Like a bad penny, the nondelegation doctrine keeps turning up. Its persistence is puzzling. Apart from two cases in one exceptional year, the Supreme Court has never relied on the doctrine to invalidate an Act of Congress.
Its reinvigoration would mark a radical break with constitutional practice and could entail the wholesale repudiation of modern American governance. Yet some critics of the administrative state still claim that the Constitution was originally understood to contain an implicit bar on delegating legislative power. On their account, the zealous application of a nondelegation doctrine is necessary to bring “a second coming of the Constitution of liberty,”
one consistent with the Constitution’s original public meaning.
These originalist arguments have recently found a receptive audience at the Supreme Court. In Gundy v. United States, Justice Gorsuch penned a long dissent bristling with citations to originalist scholars and calling on the Court to revive the nondelegation doctrine.
Chief Justice Roberts and Justice Thomas joined the opinion, and Justice Alito wrote separately to signal his “willing[ness] to reconsider the approach we have taken for the past 84 years.”
Although Justice Kavanaugh didn’t participate in Gundy, he issued a short opinion some months later suggesting his openness to reviving the nondelegation doctrine.
For the first time in modern history, a working majority on the Supreme Court may be poised to give the nondelegation doctrine real teeth.

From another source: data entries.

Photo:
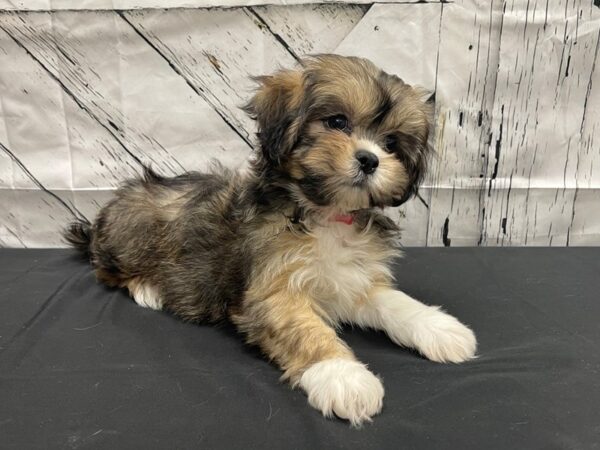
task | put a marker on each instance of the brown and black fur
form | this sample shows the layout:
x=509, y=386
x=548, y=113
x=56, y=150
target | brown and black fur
x=226, y=246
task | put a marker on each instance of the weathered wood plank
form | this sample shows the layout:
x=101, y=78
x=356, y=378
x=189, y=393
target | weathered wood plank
x=55, y=5
x=171, y=129
x=547, y=52
x=465, y=85
x=216, y=52
x=309, y=29
x=59, y=142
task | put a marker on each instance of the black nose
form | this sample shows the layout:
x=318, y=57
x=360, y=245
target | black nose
x=368, y=161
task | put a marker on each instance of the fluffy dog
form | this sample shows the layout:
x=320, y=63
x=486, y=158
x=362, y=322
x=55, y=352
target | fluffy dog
x=298, y=245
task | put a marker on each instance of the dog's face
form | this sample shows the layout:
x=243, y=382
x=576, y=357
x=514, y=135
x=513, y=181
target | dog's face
x=342, y=133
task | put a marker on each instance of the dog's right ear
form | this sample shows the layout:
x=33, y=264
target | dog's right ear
x=277, y=106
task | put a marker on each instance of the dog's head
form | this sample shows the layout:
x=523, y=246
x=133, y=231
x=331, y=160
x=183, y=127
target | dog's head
x=342, y=133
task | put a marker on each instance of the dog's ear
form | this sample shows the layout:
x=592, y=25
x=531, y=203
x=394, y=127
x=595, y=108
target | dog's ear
x=277, y=106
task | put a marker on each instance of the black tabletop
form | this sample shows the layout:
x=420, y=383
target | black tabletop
x=81, y=366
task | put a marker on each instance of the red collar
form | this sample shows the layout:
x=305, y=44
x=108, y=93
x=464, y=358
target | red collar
x=348, y=219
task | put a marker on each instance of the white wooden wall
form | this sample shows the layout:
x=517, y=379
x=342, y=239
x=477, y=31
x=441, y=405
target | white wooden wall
x=90, y=89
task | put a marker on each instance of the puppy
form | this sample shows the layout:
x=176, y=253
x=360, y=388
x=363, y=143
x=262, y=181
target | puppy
x=298, y=245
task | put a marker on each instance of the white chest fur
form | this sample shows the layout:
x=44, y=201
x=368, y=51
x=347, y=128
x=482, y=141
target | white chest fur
x=339, y=267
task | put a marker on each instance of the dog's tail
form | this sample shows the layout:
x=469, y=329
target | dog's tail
x=79, y=235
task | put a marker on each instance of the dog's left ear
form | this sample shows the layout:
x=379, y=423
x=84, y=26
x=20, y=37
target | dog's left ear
x=277, y=106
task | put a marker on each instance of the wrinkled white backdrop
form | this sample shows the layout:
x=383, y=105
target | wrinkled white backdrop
x=89, y=89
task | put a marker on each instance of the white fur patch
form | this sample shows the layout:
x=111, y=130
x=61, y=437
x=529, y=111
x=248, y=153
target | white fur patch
x=344, y=387
x=438, y=336
x=146, y=295
x=338, y=267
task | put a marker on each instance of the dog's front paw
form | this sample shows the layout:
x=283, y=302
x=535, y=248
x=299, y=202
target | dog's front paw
x=344, y=387
x=441, y=337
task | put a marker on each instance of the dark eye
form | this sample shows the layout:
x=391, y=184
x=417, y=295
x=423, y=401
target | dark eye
x=391, y=143
x=338, y=122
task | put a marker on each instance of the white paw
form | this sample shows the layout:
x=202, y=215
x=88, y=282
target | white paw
x=344, y=387
x=145, y=295
x=441, y=337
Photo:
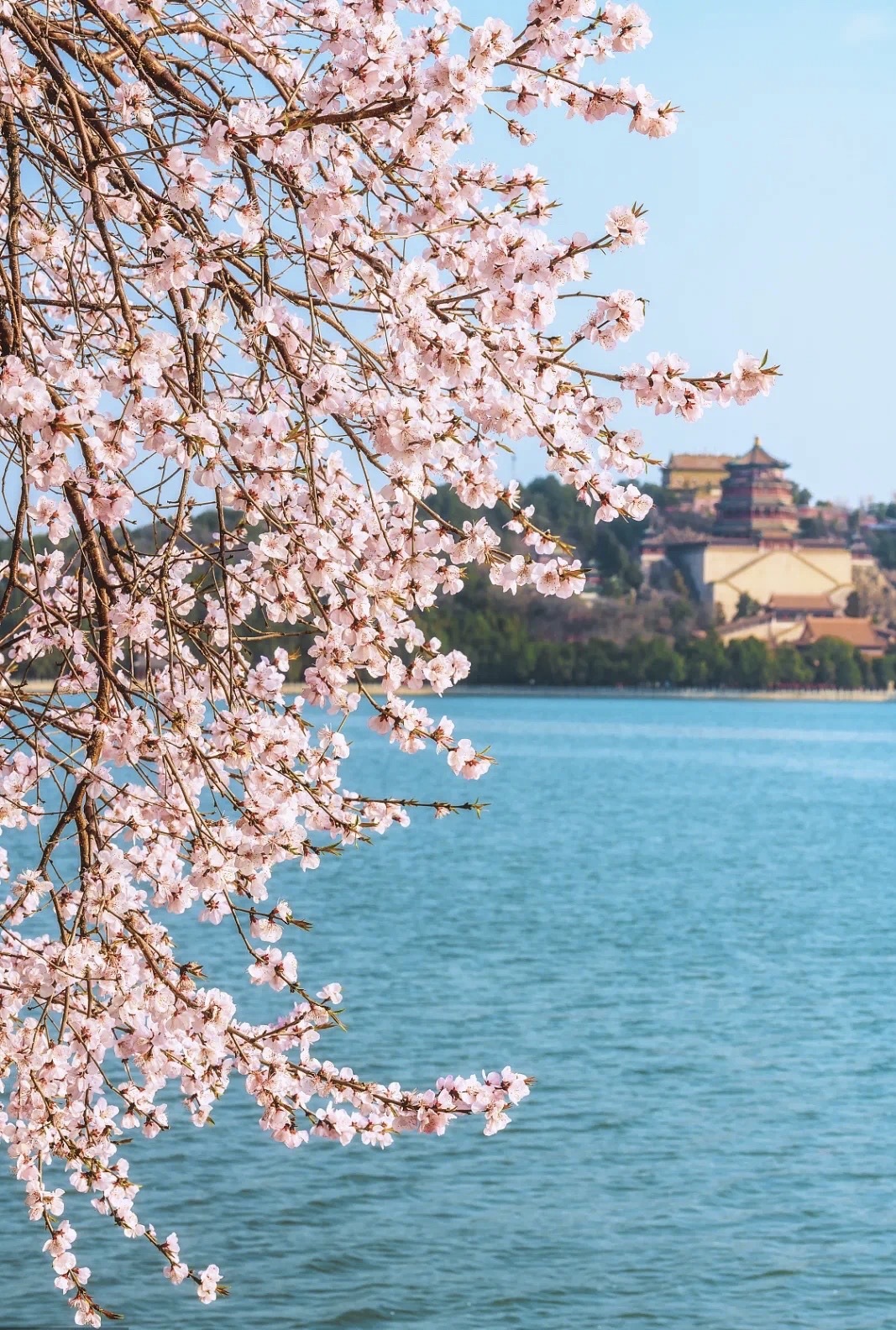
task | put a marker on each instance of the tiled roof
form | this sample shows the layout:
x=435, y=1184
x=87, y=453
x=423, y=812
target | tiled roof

There can be no second coming, however, if there has never been a first. As a group, originalists advance widely varying versions of the nondelegation doctrine, lending a decidedly protean flavor to what is supposedly a rock-hard historical fact. But none of the variants on offer is supported by a serious review of the Founding Era evidence. There was no nondelegation doctrine if legislative power is defined as “the power to adopt generally applicable rules of conduct governing future actions by private persons.”
There was no nondelegation doctrine if legislative power is defined as regulation of “those important subjects, which must be entirely regulated by the legislature itself” rather than “those of less interest,” the details of which may be “fill[ed] up” by an exercise of executive power.
There was no nondelegation doctrine if legislative power is defined as “the power to make rules that b[i]nd or constrain subjects.”
There was no nondelegation doctrine if legislative power is defined as “the authority to make rules for the governance of society.”
And there was no nondelegation doctrine if legislative power is defined as the “discretion . . . to decide what conduct would be lawful or unlawful.”
In fact, the Constitution at the Founding contained no discernable, legalized prohibition on delegations of legislative power, at least so long as the exercise of that power remained subject to congressional oversight and control.
As we explain in Part I, originalists’ arguments to the contrary bottom out on the insistence that the executive branch’s exercise of certain highly discretionary powers is so legislative in nature that it cannot constitute an exercise of the “executive power.”
The executive power, however, was simply the authority to execute the laws—an empty vessel for Congress to fill.
As such, it’s not just confused but incoherent to ask whether an executive action is so legislative in nature as to fall outside of that basket. Any action authorized by law was an exercise of “executive power” inasmuch as it served to execute the law.
As we demonstrate in Part II, much of the confusion arises because—contrary to our modern turn of mind
—the Founders thought of the separation of powers in nonexclusive and relational terms. No one doubted, for example, that Congress wielded legislative power when it passed a law. But the same act was also described as an exercise of executive power, inasmuch as it was undertaken pursuant to authority entrusted by the people.
By the same token, it was common ground that a diplomat participated in a legislative act when he concluded a treaty. But it was also an exercise of executive power to the extent that the diplomat’s actions were undertaken pursuant to authorization by the relevant domestic authority.
The Founders would thus have said that agencies wield legislative power to the extent they adopt rules that Congress could have enacted as legislation.
At the same time, the Founders would have said—indeed, they did say—that such rulemaking also constitutes an exercise of the executive power to the extent it is
authorized by statute.
Either way, it’s constitutional. Indeed, coercive administrative rulemaking was so routine throughout the Anglo-American world that it would have been astounding if the Constitution had prohibited it.
But it did not. To the contrary, and as Part III shows, early Congresses adopted dozens of laws that broadly empowered executive and judicial actors to adopt binding rules of conduct. Many of those laws would have run roughshod over any version of the nondelegation doctrine now endorsed by originalists. Yet, in more than ten thousand pages of recorded debate during the Republic’s first decade, the people who drafted and debated the Constitution rarely even gestured at nondelegation objections to laws that would supposedly have been anathema to them—even as they feuded bitterly and at punishing length over many other questions of constitutional meaning.
If the nondelegation doctrine had brooded secretly in the interstices of the Constitution’s Vesting Clauses, it would have precluded much early legislation and shown up repeatedly in extensive debates. Its absence speaks volumes. As the 1790s wore on, creative lawyers did very occasionally express their opposition to proposed legislation in constitutional terms.
But their arguments never carried the day in legislative debates. Worse still for originalists, the objections were directed at laws that would not violate any version of the nondelegation doctrine on offer today.
Our conclusion is straightforward. The nondelegation doctrine has nothing to do with the Constitution as it was originally understood. You can be an originalist or you can be committed to the nondelegation doctrine. But you can’t be both.